Narrer c’est d’abord être en alerte, en fugue, dans l’entre-langues où l’essentiel du langage s’opère, se précise.

Inutile de rappeler ici le travail sur le langage que Jean-Pierre Faye n’a cessé d’explorer, comprendre jusqu’où peut aller la folie des hommes selon leur ultime mobile : le langage. Qui en a été le témoin-acteur ne saurait se taire. Il faut résister à l'"oubli", qui n'est pas innocent, de toute une mouvance de résistance aux passions dominatrices qui marqua l’histoire et ne laissa jamais en repos les logiques de mépris et de haine. En effet, l’histoire qu’a vécue Jean-Pierre Faye dans sa jeunesse était jalonnée de temps de  massacres, de conquêtes. On y parlait abondamment des droits et des devoirs de la civilisation, du caractère sacré de la mission civilisatrice et l'on y célébrait les mérites de ceux qui s'expatriaient pour porter les lumières, la foi et le commerce, dans ces contrées envahies par les ténèbres de la barbarie.

Il fallait donc repenser le langage et son coefficient trop négatif, qui induit la pensée en erreur et participe en fin de parcours à sa chute, à l’écroulement du monde, « Je fais du langage pour faire du nu », nous dit Jean-Pierre Faye.

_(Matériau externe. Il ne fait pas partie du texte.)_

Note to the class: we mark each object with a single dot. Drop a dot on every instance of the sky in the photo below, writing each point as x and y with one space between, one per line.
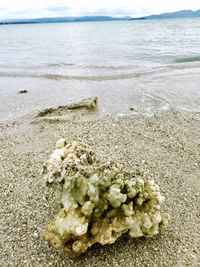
19 9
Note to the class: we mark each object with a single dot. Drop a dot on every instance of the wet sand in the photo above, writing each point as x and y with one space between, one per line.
166 147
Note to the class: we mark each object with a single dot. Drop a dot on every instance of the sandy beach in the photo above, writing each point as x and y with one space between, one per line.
165 147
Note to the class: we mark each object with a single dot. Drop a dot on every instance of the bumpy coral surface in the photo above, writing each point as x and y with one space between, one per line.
99 200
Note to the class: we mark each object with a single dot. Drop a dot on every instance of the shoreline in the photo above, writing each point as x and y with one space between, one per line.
164 146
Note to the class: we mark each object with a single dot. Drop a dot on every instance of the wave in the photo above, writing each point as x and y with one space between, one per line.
187 59
74 77
154 71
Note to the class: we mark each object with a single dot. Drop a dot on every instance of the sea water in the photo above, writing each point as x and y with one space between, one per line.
148 65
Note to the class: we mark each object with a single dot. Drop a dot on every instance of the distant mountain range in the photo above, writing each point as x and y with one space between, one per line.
178 14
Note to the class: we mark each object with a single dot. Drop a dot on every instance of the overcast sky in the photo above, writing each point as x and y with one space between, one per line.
57 8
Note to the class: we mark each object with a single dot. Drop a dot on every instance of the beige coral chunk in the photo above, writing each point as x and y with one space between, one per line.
99 200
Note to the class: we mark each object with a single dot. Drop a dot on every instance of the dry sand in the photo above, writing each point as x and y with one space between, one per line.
166 147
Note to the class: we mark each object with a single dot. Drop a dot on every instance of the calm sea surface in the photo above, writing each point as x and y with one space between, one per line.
149 65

Mais revenons au poème à « la palpe   par quoi          se touche               l’angle du            voir » « le corps n’est jamais le corps » mais où corps et poème sont indissociables et coexistent en complète symbiose dans l’univers qui les entoure et dont le poète est capable de percevoir le moindre frisson, l’expression sensible de toute son émotion ténue -qui répond au besoin sans doute de rendre le poème plus tactile à travers le corps de la langue.(…) Ainsi, la poésie chez Jean-Pierre devient une méditation sur l’homme et sur soi dont il n’a jamais cessé de franchir les lignes, chercher à percevoir les émotions et les vibrations secrètes qui font partie intégrante du cycle de l’univers comme de sa vie intérieure.  (…) Le poète revendique même « le délit de légender » à « légender la légende de l'histoire du monde » car le langage est nid de rêves éveillés, lieu de la profession de foi, la coquille et le refuge, l’espace aux multiples espaces où il existe une véritable dialectique du dedans et du dehors. (…) où l’on assiste à un imaginaire qui ne s'oppose pas à une forme de rationalité, ni ne témoigne de son appauvrissement mais plutôt de sa revitalisation, de ses degrés d'intensité sans que  l’ordre de la logique et du discursif n’altère la dimension intuitive des mots, de la parole. Bien au contraire, il permet par la même occasion de gagner en intensité : “Le langage, avec ses propres données sur sa strate, peut représenter toutes les autres strates et accéder ainsi à une conception scientifique du monde[2].” Ainsi l’on constate dans les écrits de Jean-Pierre Faye, qu’aux héros sont préférés des narrateurs anonymes, aux maîtres peintres des processus de création, quant à la révolte elle n’est pas seulement un pur défoulement où le lecteur s’extasie à travers la forme d’une fausse avant-garde. Chez Jean-Pierre Faye il y a un choix judicieux qui s’opère et s’impose à la langue qui joue par ses doublures, ses fêlures  -qui semblent être suspendues comme par pulsion de l'imaginaire- à travers une succession de figures (de fugues) qui donnent de l’élan et ouvrent le poème à un riche vocabulaire totalement désincarné et permet en ses cassures de mettre fin à des déterminismes autant poétiques, esthétiques, artistiques, politiques que littéraires. « Le monde n’est pas une maladie, il est une transformation dans la machine précaire du globe optique et l’impossible lecture de l’écran rétinien[3]». (…)

Nasser-Edine Boucheqif,  Paris, mars 2013

 


[1] Jean-Pierre Faye, Les voies neuves de la philosophie, Hermann 2008.

 


[2] Gilles Deleuze et Félix Guattari, Mille Plateaux, éd. de Minuit, 1980, p. 81

 


[3] J.-P. Faye et Philippe Boyer, Commencement d’une figure en mouvement, éd. Stock 1980.